Para garantir que todos pudessem participar com segurança e autonomia, sete guias acompanharam os competidores com maiores comorbidades ou dificuldades motoras.
A presença dos profissionais ampliou a sensação de acolhimento dentro e fora do tatame, reforçando o compromisso de tornar o esporte um espaço aberto para todos.
O assessor e coordenador de Esportes Paralímpicos do município, Maycon Cléber Tomé, destacou o propósito central do encontro: ampliar o acesso ao esporte competitivo para pessoas com deficiência intelectual ou física.

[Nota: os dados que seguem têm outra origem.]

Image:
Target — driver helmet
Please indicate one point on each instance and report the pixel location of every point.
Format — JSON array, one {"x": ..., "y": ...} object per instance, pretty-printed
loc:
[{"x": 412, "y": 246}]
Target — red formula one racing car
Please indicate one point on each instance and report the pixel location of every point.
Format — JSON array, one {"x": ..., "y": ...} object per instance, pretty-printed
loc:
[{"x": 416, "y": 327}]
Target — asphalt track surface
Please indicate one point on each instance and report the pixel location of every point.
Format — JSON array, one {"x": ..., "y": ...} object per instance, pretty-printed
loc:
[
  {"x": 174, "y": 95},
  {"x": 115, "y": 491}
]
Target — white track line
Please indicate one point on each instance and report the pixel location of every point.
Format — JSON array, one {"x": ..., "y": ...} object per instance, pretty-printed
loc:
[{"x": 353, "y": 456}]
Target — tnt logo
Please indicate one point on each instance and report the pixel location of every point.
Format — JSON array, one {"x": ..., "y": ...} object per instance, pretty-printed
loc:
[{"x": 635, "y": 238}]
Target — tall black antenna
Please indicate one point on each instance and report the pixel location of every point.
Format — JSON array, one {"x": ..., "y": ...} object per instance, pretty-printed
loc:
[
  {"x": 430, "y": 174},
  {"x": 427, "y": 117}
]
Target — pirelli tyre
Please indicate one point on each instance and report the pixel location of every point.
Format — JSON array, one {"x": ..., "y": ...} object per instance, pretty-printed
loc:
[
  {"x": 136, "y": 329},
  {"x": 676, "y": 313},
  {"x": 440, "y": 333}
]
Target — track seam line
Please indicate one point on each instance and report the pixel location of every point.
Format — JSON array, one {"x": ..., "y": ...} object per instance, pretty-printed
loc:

“Queremos reforçar a mensagem de que o judô é um esporte acessível e adequado para todos”, ressaltou.
Em um dia marcado por aplausos, energia vibrante e gestos de parceria, o evento reafirmou o papel das artes marciais como ferramentas de desenvolvimento, disciplina e fortalecimento da autoestima.
No fim, medalhas e posições no pódio foram apenas detalhes diante do que realmente se celebra: a coragem, o esforço e o espírito de superação de cada atleta que subiu ao tatame.